I support properly regulated private stablecoins. (Disclosure, I am on the board of Paxos, a regulated trust which has one.) But I also think they can co-exist with CBDC, particularly if CBDC issuance is limited to household emergency payments. Our payments system has always relied on a combination of private and Fed-sponsored facilities. There is no reason to think CBDC would kill responsible innovation among private stablecoin issuers. Indeed, parallel private sector efforts to develop stablecoins could help inform and complement the Fed’s use of this technology.

A final argument against CBDC as a monetary tool is that it could increase the risk of inflation. To be sure, the impact on consumer spending would be much more direct than the Fed’s current tools. But that is a strength, not a weakness. Given the greater efficiency of CBDC, smaller increases in money supply would be necessary to boost consumer demand. And should consumer price inflation escalate, CBDC would provide the Fed with an elegant solution: pay interest on CBDC to give households an incentive to save, not spend it.

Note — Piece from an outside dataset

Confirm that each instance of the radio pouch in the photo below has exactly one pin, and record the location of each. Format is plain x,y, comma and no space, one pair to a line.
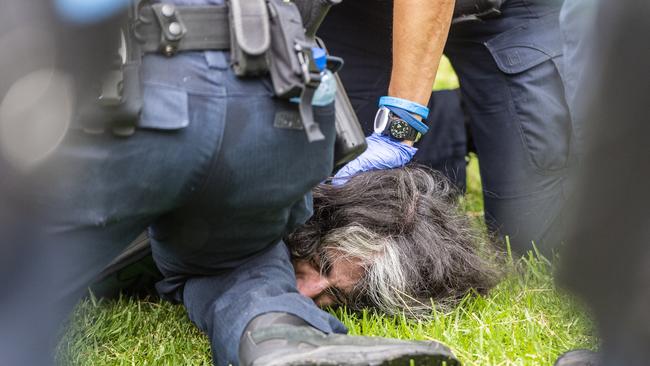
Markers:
250,37
292,68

It is time for a fundamental rethink of how we use monetary policy to support our economy. Incentivizing borrowing with cheap money is inherently unstable.

We can see the results: unprecedented levels of government and corporate borrowing, reckless speculation, and nosebleed valuations across a broad spectrum of assets. We all hope (pray) that accelerating consumer price inflation is transitory. But if the Fed is forced to raise rates to tame it, the impact on corporate and government borrowing costs could be disastrous, as would the negative impact on asset prices to financial stability.

It’s hard to see how we get out of our current predicament. But it’s easy to see how technology can, over the longer term, give us an alternative to low interest rates that can get our country out of this debt trap. If we are going to print money to support our economy, then let’s print it for the people. CBDC can provide the way.